Sie forderten das Recht zur Selbstständigkeit und Mündigkeit im Staat, gleiche Bildungschancen, gleiches Wahlrecht für Männer und Frauen und das Recht auf Selbstbestimmung.

In der ersten Auflage 1832 der Zeitung „La femme libre“ begann der erste Artikel mit den Worten: „In einer Zeit, da alle Völker sich im Namen der Freiheit auflehnen und der Proletarier seine Befreiung fordert sollen wir Frauen da etwa passiv bleiben angesichts der grossen sozialen Emanzipationsbewegung, die vor unseren Augen abläuft? Ist unser Schicksal so glücklich, dass wir nichts zu fordern hätten? Bis jetzt wurde die Frau ausgebeutet und tyrannisiert. Diese Tyrannei, diese Ausbeutung muss aufhören. Wir werden frei geboren wie der Mann, und die eine Hälfte des Menschengeschlechts darf nicht ungerechterweise der anderen unterworfen sein.“[1]

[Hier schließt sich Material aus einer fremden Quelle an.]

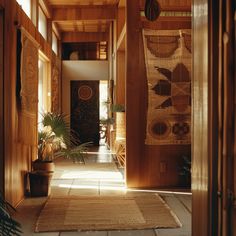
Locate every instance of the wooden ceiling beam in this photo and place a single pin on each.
(84, 13)
(56, 30)
(46, 8)
(70, 37)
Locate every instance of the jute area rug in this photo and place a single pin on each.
(105, 213)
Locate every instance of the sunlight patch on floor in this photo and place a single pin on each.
(111, 175)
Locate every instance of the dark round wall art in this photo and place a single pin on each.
(152, 9)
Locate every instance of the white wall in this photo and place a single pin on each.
(80, 70)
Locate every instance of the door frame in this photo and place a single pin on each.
(212, 137)
(1, 100)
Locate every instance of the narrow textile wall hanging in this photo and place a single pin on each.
(27, 88)
(55, 84)
(168, 68)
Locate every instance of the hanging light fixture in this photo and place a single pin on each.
(152, 9)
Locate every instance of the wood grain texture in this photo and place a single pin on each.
(200, 129)
(83, 37)
(2, 3)
(88, 13)
(83, 2)
(17, 154)
(1, 104)
(120, 20)
(55, 84)
(134, 142)
(120, 83)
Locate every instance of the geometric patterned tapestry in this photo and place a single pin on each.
(28, 107)
(168, 68)
(55, 70)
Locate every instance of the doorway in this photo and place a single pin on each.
(1, 103)
(85, 111)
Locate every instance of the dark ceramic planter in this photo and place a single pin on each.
(40, 183)
(43, 165)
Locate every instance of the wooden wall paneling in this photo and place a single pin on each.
(88, 13)
(2, 3)
(134, 144)
(18, 155)
(200, 116)
(120, 19)
(168, 23)
(120, 83)
(10, 106)
(34, 12)
(228, 152)
(49, 32)
(55, 84)
(83, 37)
(1, 103)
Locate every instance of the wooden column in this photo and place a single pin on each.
(1, 105)
(133, 99)
(205, 118)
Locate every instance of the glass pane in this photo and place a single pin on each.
(26, 6)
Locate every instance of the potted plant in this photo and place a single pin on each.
(119, 109)
(8, 226)
(54, 140)
(185, 171)
(54, 135)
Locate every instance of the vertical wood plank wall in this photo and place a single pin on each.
(144, 162)
(18, 156)
(1, 103)
(200, 171)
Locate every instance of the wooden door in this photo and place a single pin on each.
(85, 110)
(1, 105)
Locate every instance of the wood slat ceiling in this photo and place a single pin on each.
(88, 25)
(82, 2)
(83, 26)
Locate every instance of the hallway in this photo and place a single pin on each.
(100, 176)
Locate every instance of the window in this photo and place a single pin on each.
(42, 23)
(54, 43)
(26, 6)
(44, 86)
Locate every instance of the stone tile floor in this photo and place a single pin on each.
(99, 176)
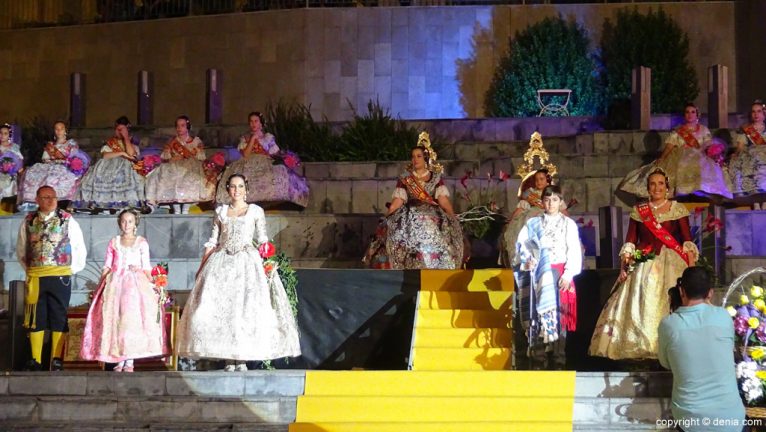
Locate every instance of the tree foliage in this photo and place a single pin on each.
(653, 40)
(552, 54)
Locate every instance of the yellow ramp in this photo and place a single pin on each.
(466, 280)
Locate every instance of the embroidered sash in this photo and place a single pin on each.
(647, 217)
(416, 190)
(176, 147)
(535, 199)
(753, 134)
(689, 139)
(257, 148)
(54, 152)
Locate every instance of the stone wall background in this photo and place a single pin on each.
(421, 62)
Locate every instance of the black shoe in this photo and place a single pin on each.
(33, 366)
(57, 364)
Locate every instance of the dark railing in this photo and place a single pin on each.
(25, 14)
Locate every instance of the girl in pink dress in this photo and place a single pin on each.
(123, 319)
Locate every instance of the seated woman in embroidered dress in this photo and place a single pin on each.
(269, 183)
(8, 185)
(747, 166)
(657, 249)
(181, 179)
(52, 171)
(113, 183)
(693, 161)
(548, 247)
(420, 230)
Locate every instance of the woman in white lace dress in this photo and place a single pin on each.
(235, 311)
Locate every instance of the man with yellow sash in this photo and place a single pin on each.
(51, 248)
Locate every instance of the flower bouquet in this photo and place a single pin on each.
(483, 209)
(277, 265)
(717, 152)
(160, 282)
(639, 256)
(213, 166)
(78, 162)
(10, 163)
(749, 316)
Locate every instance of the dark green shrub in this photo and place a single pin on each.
(653, 40)
(551, 54)
(295, 129)
(376, 135)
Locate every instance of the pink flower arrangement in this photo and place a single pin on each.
(148, 163)
(78, 162)
(213, 166)
(10, 163)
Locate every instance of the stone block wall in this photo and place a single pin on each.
(421, 62)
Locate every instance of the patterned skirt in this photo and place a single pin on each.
(111, 183)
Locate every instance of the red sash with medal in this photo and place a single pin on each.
(416, 190)
(176, 147)
(753, 134)
(257, 148)
(647, 217)
(689, 139)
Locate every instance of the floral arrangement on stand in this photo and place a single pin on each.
(213, 166)
(483, 209)
(159, 275)
(147, 164)
(278, 265)
(78, 162)
(10, 163)
(749, 316)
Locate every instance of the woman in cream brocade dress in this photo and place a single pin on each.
(628, 324)
(235, 311)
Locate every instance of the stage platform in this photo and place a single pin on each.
(271, 401)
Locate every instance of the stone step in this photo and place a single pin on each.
(212, 384)
(134, 426)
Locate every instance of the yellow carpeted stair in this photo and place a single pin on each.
(415, 401)
(463, 320)
(460, 382)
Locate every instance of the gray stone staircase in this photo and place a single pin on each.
(171, 401)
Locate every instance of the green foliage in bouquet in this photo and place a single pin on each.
(552, 54)
(653, 40)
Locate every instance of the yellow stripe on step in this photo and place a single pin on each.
(494, 300)
(463, 338)
(433, 427)
(461, 359)
(466, 280)
(463, 318)
(529, 384)
(428, 409)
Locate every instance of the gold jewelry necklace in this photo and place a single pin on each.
(655, 207)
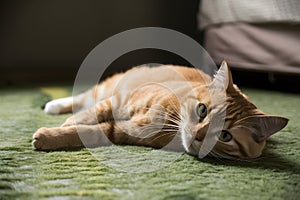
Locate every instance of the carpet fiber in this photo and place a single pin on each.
(128, 172)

Mit Gewalt und mit Hilfe von Gesetzen und Konventionen wurde die Frau auf ihre häusliche Rolle und Unterordnung hin erzogen[2] nun wollte zunächst ein kleiner Kreis von Frauen einen Bruch mit traditioneller Fügsamkeit und traditioneller Frauenrolle vollziehen.

Trotz grösster Widerstände einer patriachalen Gesellschaft kam es im Laufe des 19. Jahrhunderts zu immer mehr Vereinsgründungen. Das Spektrum reichte von radikalen über gemässigte bis zu konservativen Gruppen. Alle strebten zwar eine Verbesserung der Lebensbedingungen für Frauen an, unterschieden sich aber in der Art des Kampfes und der konkreten Zielsetzungen. Von Anfang an entwickelten sich zwei Hauptrichtungen.

Die bürgerliche Frauenbewegung setzte ihren Akzent auf die rechtliche Gleichstellung der Frau[3]. 1865 wurde der „allgemeine deutsche Frauenverein“ von bürgerlichen Frauen gegründet. Dies war der erste Verein überhaupt der sich für die Rechte der Frau einsetzte.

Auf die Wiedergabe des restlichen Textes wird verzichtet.